Survey report on delays in receiving scripts and biologic medication
During 2020 and 2021, some people on biologic and targeted synthetic disease modifying anti-rheumatic drugs (b/tsDMARDs) for arthritis and other musculoskeletal conditions reported long delays in receiving their scripts and access to their medication.
The Consumer Advisory Committee of Musculoskeletal Australia and the Consumer Advisory Panel of Arthritis Australia conducted a survey in early 2022 to find out if other people were also experiencing similar delays and, if so, what were the associated impacts.
There were 290 responses to the survey and the survey report is now available.

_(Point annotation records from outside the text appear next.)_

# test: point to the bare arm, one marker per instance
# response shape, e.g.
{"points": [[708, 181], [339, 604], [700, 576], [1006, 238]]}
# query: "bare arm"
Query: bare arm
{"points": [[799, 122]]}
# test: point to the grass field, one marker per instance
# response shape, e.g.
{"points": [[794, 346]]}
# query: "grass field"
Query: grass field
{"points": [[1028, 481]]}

The findings of the survey support previous anecdotal reports that people prescribed b/tsDMARDs experience delays in receiving their scripts. Responses provided evidence of the serious impact of these delays on people’s quality of life and the physical, mental, financial and social disruption and distress caused by medication delays.

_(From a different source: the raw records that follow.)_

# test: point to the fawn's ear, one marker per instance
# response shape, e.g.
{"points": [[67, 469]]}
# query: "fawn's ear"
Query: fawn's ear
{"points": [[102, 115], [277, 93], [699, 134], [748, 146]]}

Given the serious impacts on consumers’ health and wellbeing when they are unable to access their medicines in a timely way, Musculoskeletal Australia and Arthritis Australia are calling on the Commonwealth government to:
- Swiftly implement PBAC’s March 2022 recommendations, which will make access to these vital medicines quicker and easier for many consumers
- Ask the PBAC to consider the discriminatory impact of not including patients with psoriatic arthritis, ankylosing spondylitis and those taking a biologic or targeted synthetic DMARD without a corresponding biosimilar available
- Review Services Australia’s processes and processing times for script approvals
- Prioritise development of efficient, electronic processes for authority medicines access.
Pending these changes being implemented, we have identified several recommendations to mitigate against the harmful consequences of delays:
- When rebooking patients, consider the timing of the follow-up appointment to take into account adequate time for the processing of scripts where possible, noting follow-up prescriptions are for 24 weeks not six months
- Consider ticking the box on the prescription so it can be sent directly to the patient
- Ensure that clinic reception staff are aware of potential delays with scripts and the impacts on patients so that they can respond as needed to patients’ reporting of delays.
- Ask for an appointment with your rheumatologist less than six months from your previous appointment to build in time for the processing of your script
- Do not wait until you have run out of medicine before following up – speak to your rheumatologist if you have not received the script within two weeks of running out of your medicine.